しかし、微弱無線局は、電波法施行規則第6条第1号において電界強度の許容地が規定され、また、ラジコン無線局は同第2号に電界強度の許容値、同規則を受けた告示第708号に用途・電波の型式・周波数が規定されているため、これらの条件に適合しない無線設備を使用して運用することは、免許を受けない無線局に該当し、電波法令違反となるので電波法の罰則規定が適用されます。
外国から流入する35、45、49、72(電波法で認められていない周波数)、及び75MHz帯等、いわゆるお化けや特バンと言われている周波数で運用することは当然電波法令違反となり同罰則規定が適用されます。

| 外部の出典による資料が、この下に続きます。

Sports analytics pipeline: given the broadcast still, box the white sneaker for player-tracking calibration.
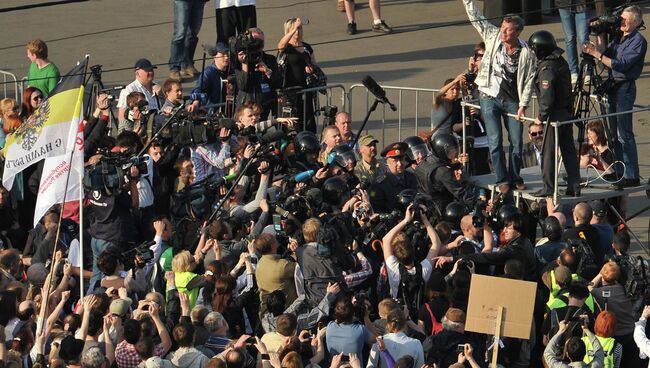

【電波法第110条(改正:2003年6月6日 施行:2004年1月26日)】
次の各号の一に該当する者は、1年以下の懲役又は100万円以下の罰金に処する。
一. 第4条の規定による免許がないのに無線局を開設し、又は運用した者 (以下省略)
※本罰則規定は、免許を受けないで運用したもの以外にも、免許を受けていない無線設備が電波を発射しうる状態にあるもの、運用する意思があるもの等については無線局を開設(不法開設)したものとなります。
※近年、電波法令の規定を逸脱し、電気通信事業、警察、消防・救急無線等の重要無線を始め業務用無線に混信・妨害を与える不法無線局が増大してきたことから罰則が強化(電波法罰金50万円→100万円)されています。
免許を要しない無線局が総務大臣の検査を忌避した場合
電波法第82条で、免許を不要とする無線局の無線設備の発する電波又は受信設備が副次的に発する電波が他の無線設備の機能に継続的かつ重大な障害を与えるとき、障害を除去するための措置必要があると認めるときは、職員を当該設備のある場所に派遣し、その設備を検査させることができるとしている。この検査を忌避等した場合は、電波法の罰則が適用されます。
【電波法第111条(免許を要しない無線局及び受信設備に対する監督)】
第73条第1項第4項若しくは第5項又は第82条第2項の規定による検査を拒み、妨げ又は忌避した者は、6ヶ月以下の懲役又は30万円以下の罰金に処する。